Pille per Mouseclick – eigentlich wollte die Koalition den Versandhandel mit rezeptpflichtigen Medikamenten verbieten. Nun schlägt Gesundheitsminister Jens Spahn eine andere Lösung vor. Foto: dpa

Bundesgesundheitsminister Jens Spahn (CDU) will vom Koalitionsvertrag abweichen und das Geschäftsmodell von Internet-Apotheken wie DocMorris und Co weiter ermöglichen – aber in engeren Grenzen.

Berlin - Überraschende Wende von Bundesgesundheitsminister Jens Spahn (CDU): Anders als noch im Koalitionsvertrag von Union und SPD festgeschrieben, soll der Versandhandel mit rezeptpflichtigen Medikamenten nicht verboten werden.
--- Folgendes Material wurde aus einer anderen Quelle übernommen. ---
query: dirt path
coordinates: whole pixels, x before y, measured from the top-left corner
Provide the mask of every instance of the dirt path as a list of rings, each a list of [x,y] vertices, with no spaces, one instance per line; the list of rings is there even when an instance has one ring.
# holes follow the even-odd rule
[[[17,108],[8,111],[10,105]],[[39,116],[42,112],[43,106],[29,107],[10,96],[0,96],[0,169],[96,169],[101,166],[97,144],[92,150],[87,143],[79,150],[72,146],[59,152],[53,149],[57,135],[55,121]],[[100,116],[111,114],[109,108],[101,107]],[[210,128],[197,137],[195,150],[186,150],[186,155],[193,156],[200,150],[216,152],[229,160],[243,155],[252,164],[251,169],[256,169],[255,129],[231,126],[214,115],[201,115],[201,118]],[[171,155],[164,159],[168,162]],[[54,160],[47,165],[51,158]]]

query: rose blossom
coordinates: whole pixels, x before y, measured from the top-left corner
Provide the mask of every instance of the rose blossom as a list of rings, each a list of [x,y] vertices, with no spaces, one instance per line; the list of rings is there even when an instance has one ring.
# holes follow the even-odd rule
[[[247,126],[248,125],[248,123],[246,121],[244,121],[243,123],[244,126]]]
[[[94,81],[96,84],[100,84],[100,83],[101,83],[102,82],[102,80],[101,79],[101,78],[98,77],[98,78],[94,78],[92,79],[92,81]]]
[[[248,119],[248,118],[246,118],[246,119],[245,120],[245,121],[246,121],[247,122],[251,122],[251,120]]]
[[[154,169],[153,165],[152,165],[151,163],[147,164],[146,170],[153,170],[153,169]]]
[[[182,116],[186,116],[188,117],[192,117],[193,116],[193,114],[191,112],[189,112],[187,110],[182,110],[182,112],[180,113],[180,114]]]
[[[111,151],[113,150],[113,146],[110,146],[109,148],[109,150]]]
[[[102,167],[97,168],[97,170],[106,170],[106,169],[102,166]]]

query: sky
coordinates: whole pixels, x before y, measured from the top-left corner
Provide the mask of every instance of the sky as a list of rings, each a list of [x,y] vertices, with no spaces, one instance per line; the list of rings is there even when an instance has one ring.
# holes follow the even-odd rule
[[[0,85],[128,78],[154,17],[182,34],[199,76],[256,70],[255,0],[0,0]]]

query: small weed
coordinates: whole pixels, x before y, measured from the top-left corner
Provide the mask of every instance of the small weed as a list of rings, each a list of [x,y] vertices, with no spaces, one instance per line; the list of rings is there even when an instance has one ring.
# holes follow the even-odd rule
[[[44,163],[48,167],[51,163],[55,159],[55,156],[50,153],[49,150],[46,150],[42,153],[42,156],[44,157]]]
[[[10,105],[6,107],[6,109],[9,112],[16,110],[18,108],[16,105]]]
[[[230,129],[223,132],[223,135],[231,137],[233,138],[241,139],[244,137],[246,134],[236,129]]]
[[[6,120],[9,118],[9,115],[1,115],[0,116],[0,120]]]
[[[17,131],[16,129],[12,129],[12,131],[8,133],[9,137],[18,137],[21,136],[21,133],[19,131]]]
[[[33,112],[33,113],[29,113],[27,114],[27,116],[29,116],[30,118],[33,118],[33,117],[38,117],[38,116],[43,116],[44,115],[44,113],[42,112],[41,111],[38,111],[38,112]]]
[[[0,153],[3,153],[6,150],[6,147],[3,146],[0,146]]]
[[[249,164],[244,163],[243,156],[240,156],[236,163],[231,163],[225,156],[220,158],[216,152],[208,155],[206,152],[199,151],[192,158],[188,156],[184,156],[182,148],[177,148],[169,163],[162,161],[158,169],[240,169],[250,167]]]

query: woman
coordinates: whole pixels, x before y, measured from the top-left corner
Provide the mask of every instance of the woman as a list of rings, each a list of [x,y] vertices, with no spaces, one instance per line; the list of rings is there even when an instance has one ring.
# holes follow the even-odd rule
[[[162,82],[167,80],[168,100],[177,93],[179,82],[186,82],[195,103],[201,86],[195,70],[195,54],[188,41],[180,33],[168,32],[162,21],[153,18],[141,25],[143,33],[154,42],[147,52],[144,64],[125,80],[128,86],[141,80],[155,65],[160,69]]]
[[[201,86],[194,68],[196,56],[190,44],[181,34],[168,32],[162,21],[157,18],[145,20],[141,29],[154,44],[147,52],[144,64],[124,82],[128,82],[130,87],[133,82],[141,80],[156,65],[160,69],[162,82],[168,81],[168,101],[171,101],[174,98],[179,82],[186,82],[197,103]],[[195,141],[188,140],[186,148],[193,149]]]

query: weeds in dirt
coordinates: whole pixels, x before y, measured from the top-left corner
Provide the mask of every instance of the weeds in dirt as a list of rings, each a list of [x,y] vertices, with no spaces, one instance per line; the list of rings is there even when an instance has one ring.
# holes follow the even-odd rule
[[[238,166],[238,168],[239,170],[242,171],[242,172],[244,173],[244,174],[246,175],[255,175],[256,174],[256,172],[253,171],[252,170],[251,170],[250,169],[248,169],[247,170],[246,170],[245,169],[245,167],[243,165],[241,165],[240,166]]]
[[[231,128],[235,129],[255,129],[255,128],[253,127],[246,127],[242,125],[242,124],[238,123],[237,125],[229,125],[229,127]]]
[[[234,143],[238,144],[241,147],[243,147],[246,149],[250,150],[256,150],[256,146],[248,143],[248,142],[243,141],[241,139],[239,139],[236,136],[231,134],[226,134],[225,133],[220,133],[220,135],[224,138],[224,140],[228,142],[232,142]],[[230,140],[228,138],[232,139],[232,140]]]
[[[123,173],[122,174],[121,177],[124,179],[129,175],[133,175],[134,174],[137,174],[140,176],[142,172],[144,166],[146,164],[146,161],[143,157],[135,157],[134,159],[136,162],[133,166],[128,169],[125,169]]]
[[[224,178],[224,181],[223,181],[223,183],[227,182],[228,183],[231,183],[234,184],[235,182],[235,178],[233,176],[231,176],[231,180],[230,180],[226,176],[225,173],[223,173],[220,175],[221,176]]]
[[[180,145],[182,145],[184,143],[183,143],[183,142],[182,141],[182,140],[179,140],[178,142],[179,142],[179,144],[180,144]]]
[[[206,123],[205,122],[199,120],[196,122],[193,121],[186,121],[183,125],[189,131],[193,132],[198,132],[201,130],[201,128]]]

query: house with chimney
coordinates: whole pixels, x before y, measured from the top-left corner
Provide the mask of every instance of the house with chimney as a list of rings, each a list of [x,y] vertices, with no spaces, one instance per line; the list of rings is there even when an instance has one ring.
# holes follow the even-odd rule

Stattdessen soll für Versender aus dem EU-Ausland ein Deckel für ihre attraktiven Boni eingeführt werden. Versender wie die DocMorris sollen künftig nicht mehr als 2,50 Rabatt pro Packung geben dürfen. Zudem sollen die Rabatt-Möglichkeiten „eingeschränkt“ werden, wenn die EU-Versender in Deutschland einen Marktanteil von fünf Prozent überschreiten.

Mehr Geld für Nacht- und Notdienste

Handlungsbedarf war durch ein Urteil des Europäischen Gerichtshofes entstanden, der 2016 die Preisbindung für rezeptpflichtige Medikamente im grenzüberschreitenden Versandhandel gekippt hatte. Die deutschen Apotheker sahen aufgrund der Preiskonkurrenz aus dem Ausland die flächendeckende Versorgung gefährdet. Spahn trägt ihren Befürchtungen nun durch eine Reihe von lukrativen Verbesserungen Rechnung. So schlägt Spahn vor, den Fonds für die Vergütung von Nacht- und Notdiensten auf 240 Millionen zu verdoppeln. Eine Apotheke soll dann für einen Volldienst rund 550 Euro erhalten. Zudem soll ein Volumen von 240 Millionen Euro für zusätzliche pharmazeutische Dienstleistungen wie die Analyse der Medikation, also einen Blick auf die Gesamtheit der vom Patienten einzunehmenden Medikamente, zur Verfügung stehen.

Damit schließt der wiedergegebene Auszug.